Without our apps, the iPhone has little value to most of its customers today.

Apple doesn’t act like it. Nor do they acknowledge that developers work to find audiences for their apps.

Apples need more than a core

To state the obvious: both the iPhone and iOS are great by themselves and as a platform upon which you can do great things. But platforms need to be built upon.

To Apple, the iPhone/iOS combo is the draw and people only use the App Store to find apps, through a combination of the Store’s recommendations and people browsing. Apple controls all the ins, all the outs.

Arment begs to differ. I’d say he’s right. So let’s look at my phone.1

An orchard of others

Of the 57 apps on my phone, only two are App Store recommendations (one of which I’ll delete after writing this sentence). Then there’s Apple’s preinstalled apps, services like Music, four games from Apple Arcade, and Shortcuts (which is basically my Reddit client at this point).

All of the others came from websites like MacStories, podcasters like Merlin Mann, talkative developers like Arment. That’s how I found my favourite games and all the apps I use every day. They’re ingrained in my life and they define my experience of iOS.2

Sure, Apple make the iPhone. But a collection of small developers, all of whom I discovered though the Apple blog and pod community, helped make my iPhone.

I mightn’t have returned to and then stayed in the Apple ecosystem where it not for them.

Devoid Android

I’ve bounced around Android phones for a while but never stuck with one as my main phone for long.
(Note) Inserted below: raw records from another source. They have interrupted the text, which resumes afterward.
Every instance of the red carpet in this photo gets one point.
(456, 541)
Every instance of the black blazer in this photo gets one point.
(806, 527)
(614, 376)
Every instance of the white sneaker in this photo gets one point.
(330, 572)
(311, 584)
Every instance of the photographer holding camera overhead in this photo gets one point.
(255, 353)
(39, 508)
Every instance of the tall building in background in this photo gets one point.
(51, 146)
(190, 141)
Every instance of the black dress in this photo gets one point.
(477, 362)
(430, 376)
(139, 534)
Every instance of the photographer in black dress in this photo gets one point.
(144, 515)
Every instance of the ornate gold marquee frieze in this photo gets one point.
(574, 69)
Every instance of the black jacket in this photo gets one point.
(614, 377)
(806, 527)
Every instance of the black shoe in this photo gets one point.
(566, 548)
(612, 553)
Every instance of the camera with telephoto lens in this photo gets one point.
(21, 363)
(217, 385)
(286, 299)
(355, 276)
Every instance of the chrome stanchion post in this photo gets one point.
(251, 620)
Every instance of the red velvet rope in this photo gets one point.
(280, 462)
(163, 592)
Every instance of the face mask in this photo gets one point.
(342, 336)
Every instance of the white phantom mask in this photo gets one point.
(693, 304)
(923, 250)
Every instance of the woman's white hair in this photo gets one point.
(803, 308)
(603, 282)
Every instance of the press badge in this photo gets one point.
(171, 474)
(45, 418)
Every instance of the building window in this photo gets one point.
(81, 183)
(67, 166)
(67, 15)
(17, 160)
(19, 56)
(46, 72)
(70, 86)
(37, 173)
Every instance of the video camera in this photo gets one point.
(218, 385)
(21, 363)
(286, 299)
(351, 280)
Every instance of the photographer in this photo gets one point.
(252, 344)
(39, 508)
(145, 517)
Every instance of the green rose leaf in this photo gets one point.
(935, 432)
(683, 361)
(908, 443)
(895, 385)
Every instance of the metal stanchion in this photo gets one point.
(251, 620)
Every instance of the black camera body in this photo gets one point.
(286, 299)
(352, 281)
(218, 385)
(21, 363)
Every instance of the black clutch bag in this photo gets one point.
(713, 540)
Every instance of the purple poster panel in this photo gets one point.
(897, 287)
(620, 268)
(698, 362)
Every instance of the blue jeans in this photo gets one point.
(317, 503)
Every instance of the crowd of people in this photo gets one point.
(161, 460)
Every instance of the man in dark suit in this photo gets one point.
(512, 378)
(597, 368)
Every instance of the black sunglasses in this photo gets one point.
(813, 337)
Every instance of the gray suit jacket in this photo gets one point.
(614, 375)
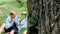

I struggle to find apps I like using.3 Meanwhile, it’s apps that brought me to iPhones and apps that keep me there.

I got my first iPhone in large part because Flight Control looked cool. I left Android because I couldn’t find a Twitter client as good as Tweetbot or a calendar app as nice as Fantastical on Android and I won’t go back because there isn’t a RSS app like Reeder, a podcast app like Castro, or a to-do app like OmniFocus.

Take those apps away and, all of a sudden, my iPhone becomes a lot more disposable. It’s a good phone by itself, but developers add the spark that makes it’s hard to leave.4

This isn’t Apple’s party

Apple supplied a nice venue for a party and now they want credit for everyone having a great time – even though other people provided the food, drinks, music, dance floor, conversation, and decor.

Apple didn’t even hang the bunting. But they still act like its their party and theirs alone. And it’s not like they’re particularly gracious hosts, even if they do have great taste in venues.

  1. n=1, yadda yadda yadda. 

  2. To be fair, I’m probably in the minority of iPhone users here. But I’m guessing it’s also a minority of people who use the App Store as their main way to discover apps. My reckon: most people have a couple of apps they use all the time and they’re likely social media apps, utilities, or things they were recommended by friends. The App Store is just where they go to download them. 

  3. I also try and limit my exposure to Google but that’s a newer objection compared to my persnickety taste in apps. 

  4. Part of it isn’t their fault. No matter how many great new features they announce at WWDC, sooner or later, they all become normal. They’ll be the background hum of iOS and background hums are never cool.